Екатерина, не впадая в излишнюю, на ее взгляд, откровенность, будет часто рассказывать уже подросшей старшей дочери разные поучительные истории, в которых девушки попадали в беду из-за нескромности, любопытства и излишней доверчивости. Мать, прежде всего, хотела, чтобы дочь выросла чистой, целомудренной девушкой; чтобы ошибки других помогли ей не наделать своих; чтобы она не принесла в подоле, не опозорила родителей и была счастлива.
Бывальщину Людка слушать любила, и Екатерина была уверена, что ее материнскую науку дочь усвоит на всю жизнь. Правда, говорят, душа людская — потемки, и много в жизни коварных соблазнов, перед которыми трудно устоять женщине и слишком юной, и умудренной жизненным опытом.
Глава 9
Трудные будни
Вскоре зеленый змий снова одолел Николая. Он частенько являлся домой под градусом. Войдя, покачиваясь, в дом, пьяный мужчина обводил мутным взглядом голубоватых глаз своих домочадцев, тяжело усаживался за стол, молча ужинал, затем рывком отодвигал пустую тарелку и начинал показывать, кто в доме хозяин. Душа у Людки и Вальки уходила в пятки, когда на подпитии отец требовал у них дневники.
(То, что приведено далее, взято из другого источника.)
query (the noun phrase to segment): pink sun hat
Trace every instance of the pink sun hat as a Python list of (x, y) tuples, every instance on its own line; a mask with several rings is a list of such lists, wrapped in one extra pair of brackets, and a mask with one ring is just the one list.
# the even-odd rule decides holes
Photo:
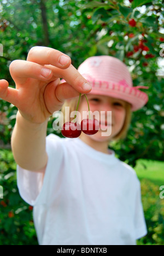
[(109, 96), (130, 103), (132, 111), (142, 108), (148, 101), (148, 96), (139, 89), (133, 87), (128, 69), (120, 60), (110, 56), (93, 56), (87, 59), (78, 69), (92, 85), (89, 94)]

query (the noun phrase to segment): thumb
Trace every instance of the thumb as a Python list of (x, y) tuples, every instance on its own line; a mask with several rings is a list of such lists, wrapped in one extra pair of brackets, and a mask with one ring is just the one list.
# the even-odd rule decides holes
[(0, 98), (17, 107), (18, 90), (9, 87), (6, 80), (0, 80)]

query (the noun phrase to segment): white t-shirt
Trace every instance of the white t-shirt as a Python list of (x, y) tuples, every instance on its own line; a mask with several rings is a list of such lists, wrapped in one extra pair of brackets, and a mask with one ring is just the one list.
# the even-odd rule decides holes
[(139, 182), (113, 151), (51, 134), (46, 152), (44, 178), (17, 169), (20, 195), (34, 206), (39, 245), (135, 245), (147, 234)]

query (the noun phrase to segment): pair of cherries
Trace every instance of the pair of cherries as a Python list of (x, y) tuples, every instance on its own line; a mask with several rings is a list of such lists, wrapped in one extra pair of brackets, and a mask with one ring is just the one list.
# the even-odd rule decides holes
[[(87, 135), (93, 135), (96, 134), (99, 129), (99, 124), (98, 120), (95, 118), (91, 119), (90, 115), (90, 108), (86, 95), (85, 96), (87, 100), (89, 118), (82, 120), (81, 124), (77, 123), (75, 121), (77, 114), (75, 115), (74, 119), (71, 122), (66, 122), (63, 124), (62, 128), (62, 134), (64, 137), (67, 138), (77, 138), (79, 137), (83, 131)], [(79, 101), (77, 108), (77, 112), (79, 107), (81, 94), (80, 94)]]

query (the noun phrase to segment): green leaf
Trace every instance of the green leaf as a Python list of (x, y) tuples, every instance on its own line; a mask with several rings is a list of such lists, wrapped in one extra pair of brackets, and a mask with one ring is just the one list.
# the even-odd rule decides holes
[(149, 16), (144, 19), (141, 19), (140, 21), (144, 25), (150, 27), (155, 27), (157, 26), (155, 18), (153, 17), (152, 16)]
[(132, 3), (132, 7), (134, 9), (148, 3), (152, 3), (152, 1), (150, 1), (150, 0), (134, 0)]
[[(109, 6), (109, 4), (98, 1), (92, 1), (91, 3), (83, 6), (83, 9), (94, 8), (95, 7), (105, 7), (107, 6)], [(111, 7), (110, 6), (110, 7)]]
[(133, 11), (132, 8), (129, 8), (125, 6), (121, 6), (120, 4), (119, 4), (119, 7), (120, 12), (125, 18), (127, 18), (128, 15)]

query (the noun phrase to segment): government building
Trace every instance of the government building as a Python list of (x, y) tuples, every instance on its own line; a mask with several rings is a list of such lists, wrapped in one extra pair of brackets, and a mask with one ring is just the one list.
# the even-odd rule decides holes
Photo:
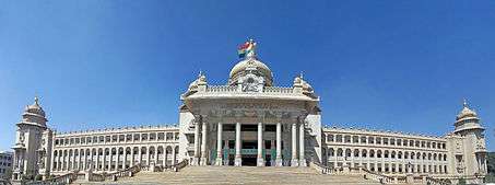
[(56, 132), (36, 97), (15, 124), (12, 180), (188, 161), (199, 166), (319, 165), (334, 173), (362, 167), (390, 177), (483, 181), (484, 128), (465, 102), (444, 136), (332, 127), (321, 123), (320, 100), (310, 83), (299, 74), (290, 86), (274, 86), (255, 46), (252, 41), (243, 46), (226, 84), (210, 84), (200, 72), (180, 95), (176, 125)]

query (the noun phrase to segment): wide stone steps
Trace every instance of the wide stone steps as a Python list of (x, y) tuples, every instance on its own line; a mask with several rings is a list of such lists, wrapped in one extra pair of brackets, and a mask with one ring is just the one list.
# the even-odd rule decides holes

Медленно переворачивая страницу за страницей, он высматривал в них двойки и тройки.
— Валька! — упруго нажимая на каждое слово низким голосом, говорил отец. — Опять тройка по математике.
— У меня задача не получалась, когда самостоятельную писали, — слегка заикаясь, оправдывалась та.
— А я вот возьму ремень, так она быстро у тебя получится.
— Я больше не буду, — начинала хлюпать носом Валька, не сознавая, чего она больше не будет.
— А у тебя что? — отец, с трудом двигая неподдающимися пальцами, открывал школьный документ старшей дочери. — Сейчас посмотрим.